Engineering Guide

What Is an LLM Gateway? How It Works & When to Use One

An LLM gateway is a single API that sits in front of many model providers — OpenAI, Anthropic, Google, DeepSeek and more — and adds the things raw provider APIs lack: routing, failover, cost control, and observability. Instead of integrating each provider separately, you call one OpenAI-compatible endpoint and the gateway handles the rest. This guide explains what an LLM gateway is, how it works, the features that matter, how it differs from a self-hosted router, the cost angle, and when you genuinely need one.

What is an LLM gateway — one API in front of many providers, with routing and failover

What an LLM gateway is

An LLM gateway (also called an AI gateway or model gateway) is a single API that sits in front of many model providers and exposes them through one interface — almost always OpenAI-compatible. Instead of integrating OpenAI, Anthropic, Google, DeepSeek and others separately, you point your app at the gateway's endpoint, pass a model id, and reach any of them. On top of that unified access, a gateway adds the operational layer raw provider APIs don't: routing, failover, cost control, and observability.
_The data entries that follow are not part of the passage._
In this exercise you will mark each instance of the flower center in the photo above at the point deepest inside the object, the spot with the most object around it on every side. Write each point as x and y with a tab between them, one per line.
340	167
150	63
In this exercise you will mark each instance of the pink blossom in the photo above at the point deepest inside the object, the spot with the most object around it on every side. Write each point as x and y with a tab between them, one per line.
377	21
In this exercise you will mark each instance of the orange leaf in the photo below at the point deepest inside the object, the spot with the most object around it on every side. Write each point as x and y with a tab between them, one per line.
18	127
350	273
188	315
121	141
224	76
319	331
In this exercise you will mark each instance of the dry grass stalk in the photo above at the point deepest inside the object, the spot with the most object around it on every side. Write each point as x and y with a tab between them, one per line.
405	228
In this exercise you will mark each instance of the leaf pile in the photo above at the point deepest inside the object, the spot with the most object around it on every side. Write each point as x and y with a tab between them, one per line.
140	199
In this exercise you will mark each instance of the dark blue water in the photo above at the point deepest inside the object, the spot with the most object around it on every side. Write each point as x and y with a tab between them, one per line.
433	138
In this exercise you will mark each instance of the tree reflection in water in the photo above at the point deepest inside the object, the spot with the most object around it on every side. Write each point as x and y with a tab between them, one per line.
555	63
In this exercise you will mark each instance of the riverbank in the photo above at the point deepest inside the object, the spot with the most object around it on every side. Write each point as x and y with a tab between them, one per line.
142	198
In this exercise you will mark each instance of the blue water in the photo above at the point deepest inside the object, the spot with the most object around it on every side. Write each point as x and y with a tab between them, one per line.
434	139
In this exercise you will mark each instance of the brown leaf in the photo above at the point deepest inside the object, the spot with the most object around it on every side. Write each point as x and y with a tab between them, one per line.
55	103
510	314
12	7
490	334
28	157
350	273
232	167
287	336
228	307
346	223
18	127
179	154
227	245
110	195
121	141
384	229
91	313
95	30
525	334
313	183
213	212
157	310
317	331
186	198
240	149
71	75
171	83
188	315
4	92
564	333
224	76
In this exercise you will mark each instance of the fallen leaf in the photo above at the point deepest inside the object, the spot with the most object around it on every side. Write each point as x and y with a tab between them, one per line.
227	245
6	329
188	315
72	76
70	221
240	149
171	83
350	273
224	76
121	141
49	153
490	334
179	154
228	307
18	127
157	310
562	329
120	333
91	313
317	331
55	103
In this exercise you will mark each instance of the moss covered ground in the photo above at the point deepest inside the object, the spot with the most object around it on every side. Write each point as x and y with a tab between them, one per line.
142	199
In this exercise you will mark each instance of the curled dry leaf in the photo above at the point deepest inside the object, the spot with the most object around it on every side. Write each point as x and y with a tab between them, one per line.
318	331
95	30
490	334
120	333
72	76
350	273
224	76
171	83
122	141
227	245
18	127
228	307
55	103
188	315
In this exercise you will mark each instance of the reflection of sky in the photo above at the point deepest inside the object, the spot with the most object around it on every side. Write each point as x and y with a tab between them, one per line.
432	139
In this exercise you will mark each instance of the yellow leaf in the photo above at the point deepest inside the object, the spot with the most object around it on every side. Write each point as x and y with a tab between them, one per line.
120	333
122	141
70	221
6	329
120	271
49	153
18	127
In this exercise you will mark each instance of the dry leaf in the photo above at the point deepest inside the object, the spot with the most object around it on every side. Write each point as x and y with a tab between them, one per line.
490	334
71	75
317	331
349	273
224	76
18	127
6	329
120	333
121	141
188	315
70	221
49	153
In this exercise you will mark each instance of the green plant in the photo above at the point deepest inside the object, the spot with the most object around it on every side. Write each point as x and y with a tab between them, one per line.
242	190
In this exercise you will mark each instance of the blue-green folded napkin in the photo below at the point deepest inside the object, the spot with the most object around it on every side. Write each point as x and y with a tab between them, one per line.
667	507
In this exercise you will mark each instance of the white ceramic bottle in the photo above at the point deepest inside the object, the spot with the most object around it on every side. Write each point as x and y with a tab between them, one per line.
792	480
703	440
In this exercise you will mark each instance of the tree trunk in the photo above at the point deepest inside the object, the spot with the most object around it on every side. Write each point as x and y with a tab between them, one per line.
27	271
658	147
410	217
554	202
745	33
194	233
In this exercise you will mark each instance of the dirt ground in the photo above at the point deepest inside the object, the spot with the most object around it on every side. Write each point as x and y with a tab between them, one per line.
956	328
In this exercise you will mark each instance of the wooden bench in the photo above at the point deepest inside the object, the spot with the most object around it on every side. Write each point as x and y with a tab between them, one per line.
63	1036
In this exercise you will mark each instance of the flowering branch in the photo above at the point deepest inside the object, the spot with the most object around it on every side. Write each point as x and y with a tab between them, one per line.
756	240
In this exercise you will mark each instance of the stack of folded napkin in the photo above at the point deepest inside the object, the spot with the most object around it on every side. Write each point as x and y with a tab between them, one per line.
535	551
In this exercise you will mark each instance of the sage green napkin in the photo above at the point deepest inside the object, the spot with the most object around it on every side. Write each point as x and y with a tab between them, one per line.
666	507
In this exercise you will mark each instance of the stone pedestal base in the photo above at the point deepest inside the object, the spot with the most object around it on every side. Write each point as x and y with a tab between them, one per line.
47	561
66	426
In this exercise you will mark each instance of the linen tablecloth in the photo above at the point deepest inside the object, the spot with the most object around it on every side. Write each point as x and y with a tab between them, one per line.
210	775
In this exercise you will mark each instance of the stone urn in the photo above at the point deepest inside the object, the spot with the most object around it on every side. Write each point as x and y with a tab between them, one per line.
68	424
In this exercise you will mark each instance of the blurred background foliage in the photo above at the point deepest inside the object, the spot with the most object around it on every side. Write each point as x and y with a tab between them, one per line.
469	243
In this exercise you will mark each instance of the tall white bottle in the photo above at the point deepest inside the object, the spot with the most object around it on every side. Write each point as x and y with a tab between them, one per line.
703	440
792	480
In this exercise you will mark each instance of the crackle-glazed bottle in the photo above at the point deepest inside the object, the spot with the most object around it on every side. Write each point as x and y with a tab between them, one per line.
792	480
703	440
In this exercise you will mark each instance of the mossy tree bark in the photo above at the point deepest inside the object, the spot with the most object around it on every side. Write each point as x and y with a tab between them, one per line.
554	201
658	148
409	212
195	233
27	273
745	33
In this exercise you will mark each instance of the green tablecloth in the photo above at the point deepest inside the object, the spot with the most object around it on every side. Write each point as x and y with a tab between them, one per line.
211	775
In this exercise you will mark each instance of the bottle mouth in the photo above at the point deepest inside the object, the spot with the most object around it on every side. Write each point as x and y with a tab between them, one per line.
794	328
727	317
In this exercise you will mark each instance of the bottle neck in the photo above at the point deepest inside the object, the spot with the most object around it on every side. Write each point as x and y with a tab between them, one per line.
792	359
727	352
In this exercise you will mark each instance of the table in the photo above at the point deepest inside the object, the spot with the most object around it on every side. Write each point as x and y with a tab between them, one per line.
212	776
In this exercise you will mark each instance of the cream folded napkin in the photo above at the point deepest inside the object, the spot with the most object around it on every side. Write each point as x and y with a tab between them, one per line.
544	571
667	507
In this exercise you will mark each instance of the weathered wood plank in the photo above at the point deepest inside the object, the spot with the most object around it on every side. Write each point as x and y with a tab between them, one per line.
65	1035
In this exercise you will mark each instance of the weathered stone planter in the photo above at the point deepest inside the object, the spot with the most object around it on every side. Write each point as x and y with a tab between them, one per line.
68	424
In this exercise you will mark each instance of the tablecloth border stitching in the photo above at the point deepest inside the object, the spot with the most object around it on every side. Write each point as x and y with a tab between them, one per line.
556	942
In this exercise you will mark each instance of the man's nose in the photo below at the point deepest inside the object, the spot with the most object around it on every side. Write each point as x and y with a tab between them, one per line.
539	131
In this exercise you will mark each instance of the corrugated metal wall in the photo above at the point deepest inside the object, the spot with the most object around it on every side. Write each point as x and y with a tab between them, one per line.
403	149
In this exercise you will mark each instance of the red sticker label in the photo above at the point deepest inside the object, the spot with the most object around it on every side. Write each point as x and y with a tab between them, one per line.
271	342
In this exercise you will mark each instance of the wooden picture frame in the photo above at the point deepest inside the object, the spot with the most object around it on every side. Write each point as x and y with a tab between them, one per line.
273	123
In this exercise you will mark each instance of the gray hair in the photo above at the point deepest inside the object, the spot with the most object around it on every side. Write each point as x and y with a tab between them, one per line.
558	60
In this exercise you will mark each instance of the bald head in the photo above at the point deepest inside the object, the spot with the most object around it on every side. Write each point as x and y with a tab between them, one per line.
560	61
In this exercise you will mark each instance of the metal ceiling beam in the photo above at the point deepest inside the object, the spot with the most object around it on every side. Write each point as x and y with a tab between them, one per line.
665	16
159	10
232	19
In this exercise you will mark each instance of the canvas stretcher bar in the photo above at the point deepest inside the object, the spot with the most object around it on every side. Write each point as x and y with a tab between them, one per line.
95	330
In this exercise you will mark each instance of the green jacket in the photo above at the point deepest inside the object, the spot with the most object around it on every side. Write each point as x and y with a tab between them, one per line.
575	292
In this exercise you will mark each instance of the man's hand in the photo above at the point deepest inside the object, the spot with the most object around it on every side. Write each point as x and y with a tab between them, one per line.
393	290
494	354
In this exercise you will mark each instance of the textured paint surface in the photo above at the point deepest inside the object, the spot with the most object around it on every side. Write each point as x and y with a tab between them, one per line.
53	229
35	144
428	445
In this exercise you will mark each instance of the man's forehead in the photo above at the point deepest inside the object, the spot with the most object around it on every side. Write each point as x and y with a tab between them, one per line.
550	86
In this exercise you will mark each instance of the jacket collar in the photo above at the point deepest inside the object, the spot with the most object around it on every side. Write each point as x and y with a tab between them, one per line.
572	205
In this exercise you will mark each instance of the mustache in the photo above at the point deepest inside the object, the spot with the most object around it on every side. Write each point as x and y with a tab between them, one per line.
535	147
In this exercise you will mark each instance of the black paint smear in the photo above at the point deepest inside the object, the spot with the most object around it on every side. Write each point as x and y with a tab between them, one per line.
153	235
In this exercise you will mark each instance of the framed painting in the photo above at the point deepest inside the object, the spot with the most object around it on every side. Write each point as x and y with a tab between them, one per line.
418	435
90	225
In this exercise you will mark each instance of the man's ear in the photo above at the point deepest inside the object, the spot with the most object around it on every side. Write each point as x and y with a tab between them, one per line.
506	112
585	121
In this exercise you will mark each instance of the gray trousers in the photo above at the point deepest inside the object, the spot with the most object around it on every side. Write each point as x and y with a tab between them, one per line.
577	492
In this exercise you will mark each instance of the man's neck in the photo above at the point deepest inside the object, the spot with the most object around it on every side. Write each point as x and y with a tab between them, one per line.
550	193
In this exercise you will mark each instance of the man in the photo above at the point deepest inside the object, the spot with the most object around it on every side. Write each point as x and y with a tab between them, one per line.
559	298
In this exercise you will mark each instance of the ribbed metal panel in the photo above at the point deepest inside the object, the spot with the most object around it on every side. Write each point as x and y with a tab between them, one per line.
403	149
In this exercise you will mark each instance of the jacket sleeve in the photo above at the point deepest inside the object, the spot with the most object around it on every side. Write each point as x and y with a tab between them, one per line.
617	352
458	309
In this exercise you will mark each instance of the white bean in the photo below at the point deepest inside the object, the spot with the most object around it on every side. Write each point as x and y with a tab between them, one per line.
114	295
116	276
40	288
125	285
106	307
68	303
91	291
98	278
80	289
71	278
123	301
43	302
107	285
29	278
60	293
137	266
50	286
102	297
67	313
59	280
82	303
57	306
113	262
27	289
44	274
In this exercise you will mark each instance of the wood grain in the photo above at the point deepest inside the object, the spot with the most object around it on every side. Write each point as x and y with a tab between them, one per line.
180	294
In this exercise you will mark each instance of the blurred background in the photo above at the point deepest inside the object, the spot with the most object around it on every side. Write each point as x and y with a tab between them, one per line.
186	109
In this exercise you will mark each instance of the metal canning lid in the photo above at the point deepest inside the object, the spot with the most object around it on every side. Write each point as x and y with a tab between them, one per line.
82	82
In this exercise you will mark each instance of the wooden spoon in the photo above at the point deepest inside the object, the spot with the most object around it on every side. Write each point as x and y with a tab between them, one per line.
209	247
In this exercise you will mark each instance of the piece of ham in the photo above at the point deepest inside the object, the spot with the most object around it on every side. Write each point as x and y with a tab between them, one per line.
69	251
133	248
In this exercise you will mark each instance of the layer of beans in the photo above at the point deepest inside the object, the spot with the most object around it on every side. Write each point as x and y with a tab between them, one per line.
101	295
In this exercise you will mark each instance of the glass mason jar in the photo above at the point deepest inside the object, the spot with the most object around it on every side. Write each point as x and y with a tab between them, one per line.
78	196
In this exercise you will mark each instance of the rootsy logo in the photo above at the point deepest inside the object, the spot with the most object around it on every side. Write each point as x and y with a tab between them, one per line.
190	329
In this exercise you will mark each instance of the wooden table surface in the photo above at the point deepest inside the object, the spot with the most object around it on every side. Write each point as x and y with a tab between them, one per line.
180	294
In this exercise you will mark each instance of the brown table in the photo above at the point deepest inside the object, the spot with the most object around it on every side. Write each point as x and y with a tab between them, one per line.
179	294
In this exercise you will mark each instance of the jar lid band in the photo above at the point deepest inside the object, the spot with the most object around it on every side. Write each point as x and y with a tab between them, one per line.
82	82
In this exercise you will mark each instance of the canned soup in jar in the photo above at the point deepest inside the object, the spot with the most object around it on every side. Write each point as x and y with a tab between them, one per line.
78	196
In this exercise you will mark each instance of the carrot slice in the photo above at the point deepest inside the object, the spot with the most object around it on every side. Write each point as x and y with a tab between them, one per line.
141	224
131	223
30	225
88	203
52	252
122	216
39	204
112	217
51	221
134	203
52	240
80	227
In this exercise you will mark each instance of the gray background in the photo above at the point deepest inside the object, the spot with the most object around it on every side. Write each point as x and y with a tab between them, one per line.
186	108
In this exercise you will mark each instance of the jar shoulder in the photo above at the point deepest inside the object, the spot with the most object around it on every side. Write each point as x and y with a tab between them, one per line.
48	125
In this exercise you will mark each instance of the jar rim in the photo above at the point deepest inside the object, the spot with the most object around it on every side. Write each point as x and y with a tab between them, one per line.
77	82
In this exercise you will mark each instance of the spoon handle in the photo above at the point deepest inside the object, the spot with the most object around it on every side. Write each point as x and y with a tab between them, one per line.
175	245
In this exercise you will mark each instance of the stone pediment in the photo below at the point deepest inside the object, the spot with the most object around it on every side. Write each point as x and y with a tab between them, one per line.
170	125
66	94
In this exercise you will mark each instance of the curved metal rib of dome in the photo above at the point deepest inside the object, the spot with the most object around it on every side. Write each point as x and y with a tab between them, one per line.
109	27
How this is sourced. This is a vendor-neutral explainer; the cost figures are our own model (see methodology) using prices from the DataLLM Lab catalog, June 2026. Related: gateway options, routing & failover, BYOK.

Why use one

How it works

The request flow is simple, and to your code it looks like a single OpenAI-compatible API:

  1. Your app calls the gateway — a normal chat-completions request with a model id, to the gateway's base URL.
  2. The gateway authenticates your key and applies any budget/rate rules.
  3. It selects a provider — by your explicit model id, or a routing rule (cheapest, fastest, fallback order).
  4. It translates & forwards the request to that provider's native format, using gateway credits or your own keys (BYOK).
  5. It streams the response back — and if the provider errors, retries on the next one in your fallback chain.
from openai import OpenAI
# one endpoint, any model — switch providers by changing the model id
client = OpenAI(base_url="https://www.datallmlab.com/v1", api_key="$DATALLMLAB_API_KEY")
client.chat.completions.create(model="deepseek/deepseek-v3.2", messages=[...])   # or openai/gpt-5.4, anthropic/claude-opus-4.7 ...

Features that matter

CapabilityDirect provider APILLM gateway
Models reachableOne provider'sHundreds, many providers
Switch modelNew integrationChange the model id
FailoverBuild it yourselfBuilt in
Cost routingN/APer-request
Unified billing & logsPer providerOne place

Gateway vs self-hosted router

"Gateway" and "router" overlap. The practical split is hosted-vs-self-host:

Hosted gatewaySelf-hosted router (LiteLLM)
You runNothingThe router + infra
Keys/data pathThrough the serviceStay in your infra
Model catalog & billingIncludedYou assemble
Best forSpeed, simplicityStrict compliance, high volume

Many teams use a hosted gateway with BYOK to get the convenience of the service while keeping provider keys and pricing their own.

The cost angle

The most underrated gateway benefit is cost. Because it can route per request, you run the cheap majority of traffic on a budget model and reserve a flagship for the hard calls — the same lever that turns a $1,000 bill into ~$320:

Monthly cost: flagship vs routed100M input + 20M output tokens · June 2026All flagship (Opus 4.7)$1,000Cost-routed (70/30)$321All cheap (DeepSeek V3.2)$30
Chart: DataLLM Lab — modeled monthly cost for a 100M/20M-token workload, June 2026. All-flagship ~$1,000; a 70/30 cheap-to-flagship split ~$320; all-cheap ~$30. A gateway applies this routing per request automatically.

Across a spread of models, the gap a gateway lets you exploit is enormous — see how the same workloads price out from frontier to budget in our cheapest-API breakdown and cost-cutting guide.

When you don't need one

A gateway isn't free of trade-offs — it's one extra hop, and a third party in your request path. You probably don't need one if you use a single model from a single provider, don't care about failover, and want nothing between you and the API. The value grows with the number of models you use, your sensitivity to outages, and how much you want to optimize cost. For everyone else, integrating once and reaching everything is the win.

One API for 300+ models

DataLLM Lab is an OpenAI-compatible LLM gateway — Claude, GPT-5, Gemini, DeepSeek and 300+ more, with routing, failover, and live price comparison.

FAQ

What is an LLM gateway?

A single API endpoint that proxies requests to many providers behind one (usually OpenAI-compatible) interface, adding routing, failover, cost control, and observability. Integrate once, reach hundreds of models.

Why use an LLM gateway?

To avoid N provider integrations, route each request to the cheapest capable model, fail over on outages, and get unified logging and spend tracking. Multi-model strategy becomes configuration, not engineering.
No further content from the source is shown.